By David Barry
Seeking to diversify its portfolio, The Firemen’s Annuity & Benefit Fund of Chicago is for the first time adding managers focused on private credit and infrastructure.
The $1.1 billion FABF has issued request for proposals for investment advisors to manage a $30 million mandate for private credit and a $32 million mandate for infrastructure. Both mandates individually represent 3% of the total fund. FABF said multiple managers will be considered for each mandate.
To be considered for the credit fund, a manager had to be raising at least a $1 billion fund with a closing date through December 31. Targeted strategies could include direct lending, structured credit, distressed/special situations, specialty finance and multi-strategy. Fund-of-funds products are not being considered. The board is seeking to select a manager or managers in the July/August timeframe.
For the infrastructure mandate, the manager should have assets under management of at least $2 billion and be diversified. Like with the credit mandate, a fund-of-funds product will not be considered. The board will seek to select an infrastructure fund or funds to invest in during the May/June period.
The fund’s consultant, Callan LLC, is overseeing these processes with FABF’s staff.
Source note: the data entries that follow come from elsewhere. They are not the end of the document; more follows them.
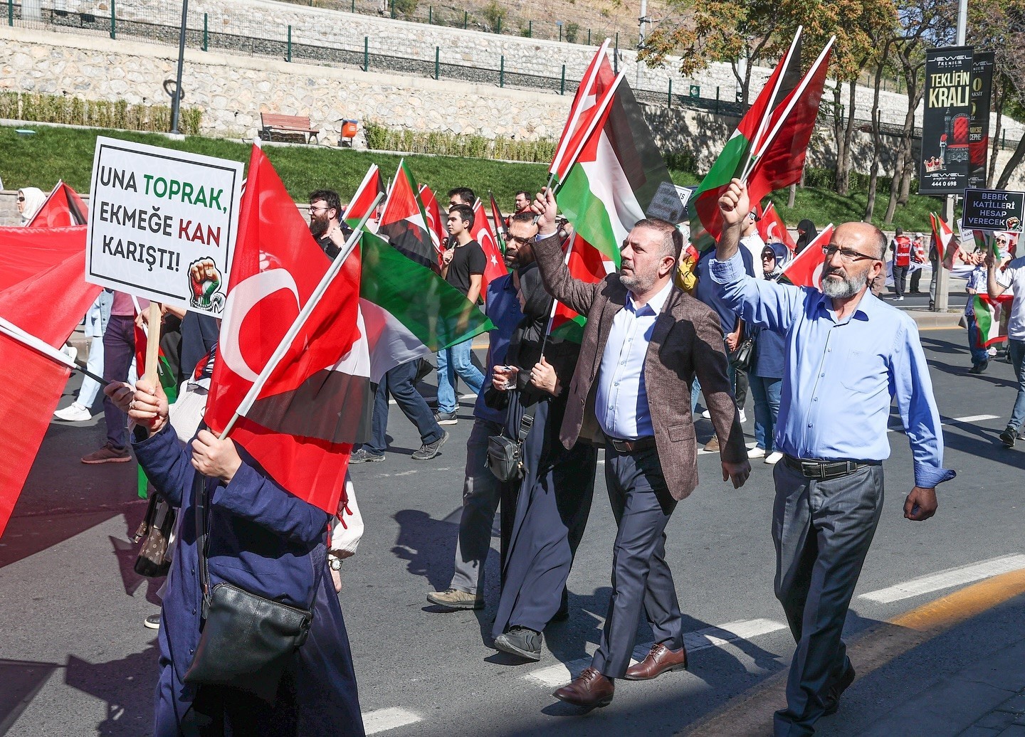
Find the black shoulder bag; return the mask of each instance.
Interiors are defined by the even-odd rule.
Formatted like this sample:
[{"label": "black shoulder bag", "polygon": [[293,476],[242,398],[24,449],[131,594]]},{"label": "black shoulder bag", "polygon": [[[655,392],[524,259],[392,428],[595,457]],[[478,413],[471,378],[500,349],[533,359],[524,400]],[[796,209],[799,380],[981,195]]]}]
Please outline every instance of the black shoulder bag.
[{"label": "black shoulder bag", "polygon": [[218,583],[210,589],[207,568],[209,500],[206,477],[199,474],[193,494],[197,491],[196,545],[206,621],[184,682],[194,686],[232,686],[273,704],[289,659],[310,633],[313,603],[317,601],[327,550],[321,552],[322,546],[318,545],[319,555],[314,556],[314,596],[310,610],[265,599],[232,583]]},{"label": "black shoulder bag", "polygon": [[516,440],[506,438],[504,431],[501,435],[493,435],[488,438],[488,467],[491,468],[491,473],[497,477],[498,481],[516,481],[523,478],[523,442],[527,440],[530,428],[534,425],[534,412],[536,411],[537,405],[535,404],[523,413],[523,417],[520,418],[520,432],[517,434]]}]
The decision to add private credit and infrastructure segments came after the fund’s board participated in education sessions on the segments in 2021.
As of December 31, FABF had a policy target of 35% to U.S. equities, 25% to non-U.S. equities; 20% to total fixed income; 8% to real estate; 4% to both private equity and liquid diversifying; and 2% to both commodities and Treasury inflation-protected securities. FABF’s board did vote to change the allocation in December, but the new allocation was not spelled out in minutes from that meeting. Lorna Scott, the fund’s chief investment officer, did not return a message seeking further clarification.
In 2021, FABF saw its investments rise 14.2% net of fees and add approximately $129 million to its balance sheet.